El presidente de la Generalitat, Carles Puigdemont, durante la reunión semanal del gobierno catalán.

El presidente de la Generalitat, Carles Puigdemont, durante la reunión semanal del gobierno catalán. EFE

España CRÓNICA GLOBAL

El atajo de Puigdemont hacia la independencia bloqueado por su chapuza jurídica

Junts pel Sí, obligado a envainarse su propuesta de reforma del reglamento del Parlamento catalán.

María Jesús Cañizares

Un papel mal escrito para romper con España. Así es la propuesta legal que Junts pel Sí (CDC y ERC) prepara para aprobar una ley de desconexión exprés. Y así la han definido técnicos del Parlamento catalán que no esconden su sorpresa ante la improvisación demostrada por la coalición independentista a la hora de tramitar una ley que se presume básica: la de desconexión.

Una ley que la coalición secesionista guardó bajo siete llaves para evitar una prematura impugnación del Estado. Soslayar la respuesta del Gobierno español y del Tribunal Constitucional (TC) es precisamente el motivo que ha llevado a Junts pel Sí -que cuenta con el apoyo de la CUP- a proponer la aprobación exprés de esa ley de desconexión. Es decir, mediante lectura única y una sola votación en el Parlamento catalán, lo que acorta los trámites e impide el debate político. Sin comisiones, ni comparecencias de expertos ni enmiendas… Incluso en la petición de un dictamen al Consejo de Garantías Estatutarias -órgano catalán encargado de velar por ajuste de las normas al Estatuto y la Constitución- se reducen los plazos a una semana.

Cambiar el reglamento

Sin embargo, y ahí está el primer error de bulto de los secesionistas, no es tan fácil utilizar esa vía de urgencia y Junts pel Sí se ha enredado con sus propios subterfugios jurídicos planteando una reforma del Reglamento de la Cámara catalana para llevar a cabo esa aprobación exprés.
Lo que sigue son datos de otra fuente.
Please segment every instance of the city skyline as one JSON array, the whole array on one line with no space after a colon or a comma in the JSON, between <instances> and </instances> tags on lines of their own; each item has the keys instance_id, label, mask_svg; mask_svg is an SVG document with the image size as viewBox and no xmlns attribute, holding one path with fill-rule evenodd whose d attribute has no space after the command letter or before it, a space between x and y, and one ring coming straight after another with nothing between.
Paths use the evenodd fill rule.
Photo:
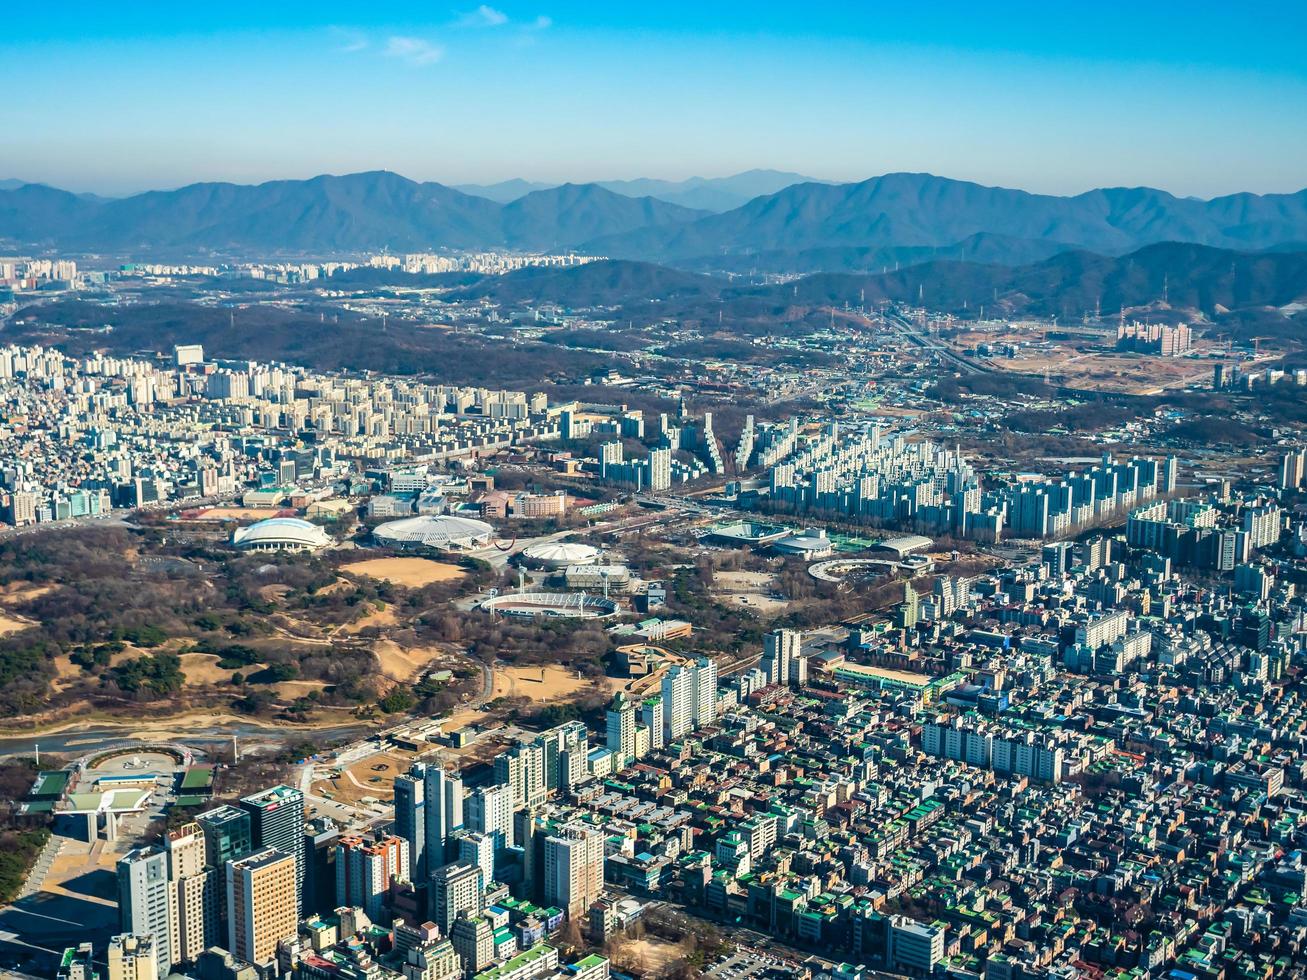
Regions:
<instances>
[{"instance_id":1,"label":"city skyline","mask_svg":"<svg viewBox=\"0 0 1307 980\"><path fill-rule=\"evenodd\" d=\"M39 76L45 97L0 110L0 178L127 194L368 169L456 184L775 168L1296 191L1304 14L1267 13L72 4L7 22L0 80Z\"/></svg>"}]
</instances>

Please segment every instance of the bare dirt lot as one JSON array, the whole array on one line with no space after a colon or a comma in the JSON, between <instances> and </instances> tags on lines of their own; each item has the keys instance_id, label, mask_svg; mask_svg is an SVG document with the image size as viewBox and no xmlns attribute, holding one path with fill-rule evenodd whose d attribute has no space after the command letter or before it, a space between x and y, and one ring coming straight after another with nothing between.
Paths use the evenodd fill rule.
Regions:
<instances>
[{"instance_id":1,"label":"bare dirt lot","mask_svg":"<svg viewBox=\"0 0 1307 980\"><path fill-rule=\"evenodd\" d=\"M580 694L590 686L590 679L578 677L576 671L558 664L543 667L500 667L495 670L493 697L530 698L533 701L556 701ZM617 682L618 686L621 682Z\"/></svg>"},{"instance_id":2,"label":"bare dirt lot","mask_svg":"<svg viewBox=\"0 0 1307 980\"><path fill-rule=\"evenodd\" d=\"M33 624L21 616L14 616L0 610L0 636L17 633L19 630L25 630L31 625Z\"/></svg>"},{"instance_id":3,"label":"bare dirt lot","mask_svg":"<svg viewBox=\"0 0 1307 980\"><path fill-rule=\"evenodd\" d=\"M378 640L372 647L381 672L398 683L415 681L432 661L447 655L439 647L412 647L404 649L393 640ZM453 658L449 658L451 661Z\"/></svg>"},{"instance_id":4,"label":"bare dirt lot","mask_svg":"<svg viewBox=\"0 0 1307 980\"><path fill-rule=\"evenodd\" d=\"M749 609L767 615L782 613L788 601L772 591L776 579L770 572L716 572L712 596L723 605Z\"/></svg>"},{"instance_id":5,"label":"bare dirt lot","mask_svg":"<svg viewBox=\"0 0 1307 980\"><path fill-rule=\"evenodd\" d=\"M373 607L371 611L360 616L352 623L346 623L340 628L342 633L357 633L359 630L367 629L369 626L394 626L399 620L395 618L395 608L381 604L381 608Z\"/></svg>"},{"instance_id":6,"label":"bare dirt lot","mask_svg":"<svg viewBox=\"0 0 1307 980\"><path fill-rule=\"evenodd\" d=\"M683 959L686 952L686 948L681 943L668 942L657 936L646 935L640 939L621 941L613 963L639 977L660 977Z\"/></svg>"},{"instance_id":7,"label":"bare dirt lot","mask_svg":"<svg viewBox=\"0 0 1307 980\"><path fill-rule=\"evenodd\" d=\"M358 803L366 796L393 800L395 777L406 772L415 758L413 753L400 749L374 752L341 770L339 776L315 782L313 793L342 803Z\"/></svg>"},{"instance_id":8,"label":"bare dirt lot","mask_svg":"<svg viewBox=\"0 0 1307 980\"><path fill-rule=\"evenodd\" d=\"M369 558L341 566L342 572L385 579L392 585L420 589L432 582L448 582L465 573L457 565L427 558Z\"/></svg>"},{"instance_id":9,"label":"bare dirt lot","mask_svg":"<svg viewBox=\"0 0 1307 980\"><path fill-rule=\"evenodd\" d=\"M185 511L181 517L189 521L263 521L269 517L293 517L293 507L202 507Z\"/></svg>"},{"instance_id":10,"label":"bare dirt lot","mask_svg":"<svg viewBox=\"0 0 1307 980\"><path fill-rule=\"evenodd\" d=\"M218 666L221 658L214 653L183 653L181 655L182 673L186 675L188 687L205 687L211 684L229 684L235 672ZM257 670L257 667L244 668Z\"/></svg>"}]
</instances>

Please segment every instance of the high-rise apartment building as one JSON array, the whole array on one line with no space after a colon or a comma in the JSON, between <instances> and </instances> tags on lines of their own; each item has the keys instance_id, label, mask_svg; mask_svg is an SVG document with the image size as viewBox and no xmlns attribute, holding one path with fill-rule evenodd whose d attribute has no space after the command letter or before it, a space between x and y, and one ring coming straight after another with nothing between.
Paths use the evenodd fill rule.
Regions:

Junts pel sí propuso ayer en la Mesa del Parlamento catalán su idea de presentar seis enmiendas al reglamento mediante una proposición de ley. Y poco más. “La propuesta está mal escrita, no se pueden presentar enmiendas si no hay un procedimiento abierto. El reglamento parlamentario ya se reformó recientemente”, explica un asesor de la Cámara autonómica. Más allá de algunas mejoras de carácter práctico del funcionamiento de las comisiones parlamentarias, lo que realmente pretende hacer JxS es reformar el reglamento para que las proposiciones de ley puedan aprobarse mediante lectura única solo con la petición de un grupo parlamentario. Actualmente, según la normativa, es necesario que todos los grupos del hemiciclo firmen ese acuerdo. PP, PSC, Ciudadanos y CSQP ya han advertido que rechazan esa vía unilateral que debe concluir en septiembre en un referéndum.

Admisión condicionada

Durante la reunión de la Mesa se hizo ver a la coalición secesionista que la reforma del reglamento del Parlament se debe realizar mediante una ponencia conjunta algo que no había calibrado Junts pel Sí, que ha tenido que envainarse su propuesta a la espera de mejorarla. Por su parte, la Mesa ha admitido de forma condicionada la propuesta de reforma del reglamento hasta la semana próxima.

PP, Ciudadanos, PSC y CSQP ya han advertido de que no están de acuerdo ni en la forma ni en el fondo con esa vía de urgencia, lo que anticipa un plante a esa ponencia conjunta. Y hay precedentes respecto a la imposibilidad de que ese procedimiento se lleve a cabo sin una mayoría de los grupos parlamentarios. El Tribunal Constitucional estableció el verano pasado de que las tres ponencias conjuntas relativas a las leyes de desconexión -transitoriedad, hacienda catalana y Seguridad Social- no podían prosperar únicamente con el apoyo de dos grupos, Junts pel Sí y la CUP. Finalmente se decidió unificarlas en una ley de desconexión.

No obstante, las mismas fuentes jurídicas cuestionan la estrategia de los grupos de oposición, pues “podrían aprovechar esa reforma del reglamento parlamentario para regular aspectos no contemplados”. Por ejemplo, las actuales normas no prevén el procedimiento a seguir en el supuesto de que la presidenta del Parlamento catalán sea inhabilitada -ayer mismo se le notificó la admisión a trámite de la nueva querella por la tramitación de las leyes del procés-. Y aunque sí se prevé un mecanismo de censura del presidente del Gobierno, no lo hay para la presidenta de la Cámara.